Accountable governments are characteristic of all proportional systems, but choice voting has some unique benefits. Malta's national elections are most distinguished by their unusually high voter turnout - consistently well over 90%, including 93% this past Saturday. Though these high turnout rates are caused by multiple factors, political scientists have suggested that Malta's use of choice voting is at the very least a major contributor.
That's because choice voting maximizes the importance of a vote, allowing voters to rank candidates of all parties in order of preference and elect candidates with a relatively low threshold. Every district in the country is extremely competitive, as not only are both major parties represented in each district (all 13 districts will have bipartisan representation in the new parliament) but also candidates have to compete against other members of their own party. Parties often run more than five candidates in a district among which even strict partisans can choose. No voter is marginalized, and all have the ability to affect the election outcome with their vote.
It is worth mentioning what choice voting has not been able to accomplish in Malta: representation in Parliament of more than two parties. The two-party structure has a long history in Malta, and third parties have never been able to make much headway in spite of the low threshold to win a seat: just 16.7% of a district's vote. Things were made much harder for third parties when Malta modified its single transferable vote system to add seats after each election that ensure that the party that receives the most first choice rankings always gets the most seats, in response to a political crisis in 1981 when that did not occur.
While accountability is now guaranteed, voters are forced to use their first choice rankings strategically if they want to help their preferred major party win control of the government, instead of being able to vote for a third party candidate who might be their favorite option. Because of that, FairVote does not advocate for such a rule when choice voting is used in the U.S.
Though voters are, in practice, limited to two credible parties in Malta, they are still able to express their more nuanced political preferences by choosing candidates within a party. Because the biggest challenge for candidates is intra-party competition, candidates have an incentive to appeal strongly to a specific subset of voters. Incumbents most often lose because of shifting preference votes within parties, not by being defeated by the opposing party.
This effect can help to mitigate the political polarization in Malta's elections by ensuring that the slate of Members of Parliament (MPs) from a district represents the entire political spectrum, not just two poles. For one example of how this works in practice, take the case of Franco Debono, a former MP from District 5. Depono single-handedly brought down Lawrence Gonzi's Nationalist government by defecting to the opposition on a budget vote in December of 2012, forcing Gonzi to call elections. In the 2008 election, District 5 elected three candidates from the Labour Party and two from the Nationalist Party, one of which was Debono. Clearly, Debono was the more moderate - or at least independent-minded - of the two Nationalist representatives.
In 2013, Debono decided not to run for re-election in District 5. In a year that decisively favored the Labour Party, Debono's seat went to Labour, as four Labour candidates won election from District 5. Most likely, the Labour candidate who will be effectively "replacing" Debono will be similarly moderate.
This phenomenon is exactly what FairVote projects would happen if choice voting were implemented in five-seat districts in the United States. A district split evenly between Democrats and Republicans would elect both moderate and more extreme candidates from each party, with a moderate candidate elected from the middle seat on the spectrum that would switch between the parties depending on which party had the advantage in each election.
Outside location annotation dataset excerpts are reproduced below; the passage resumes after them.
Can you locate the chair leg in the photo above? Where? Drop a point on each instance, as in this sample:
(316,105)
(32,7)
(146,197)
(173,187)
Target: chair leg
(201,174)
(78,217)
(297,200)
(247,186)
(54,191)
Though the two-party structure is just as entrenched in the U.S. as it is in Malta, choice voting would allow voters to elect candidates from across the political spectrum in each multi-member district.
Choice voting in Malta is without a doubt a success story, and the 2013 elections were no exception. Malta's elections had far higher turnout, voter choice, and government accountability than their November 2012 counterpart in the United States. Though Malta cannot be directly compared to the U.S., the effectiveness of choice voting there tells a powerful story about just how much better American elections could be.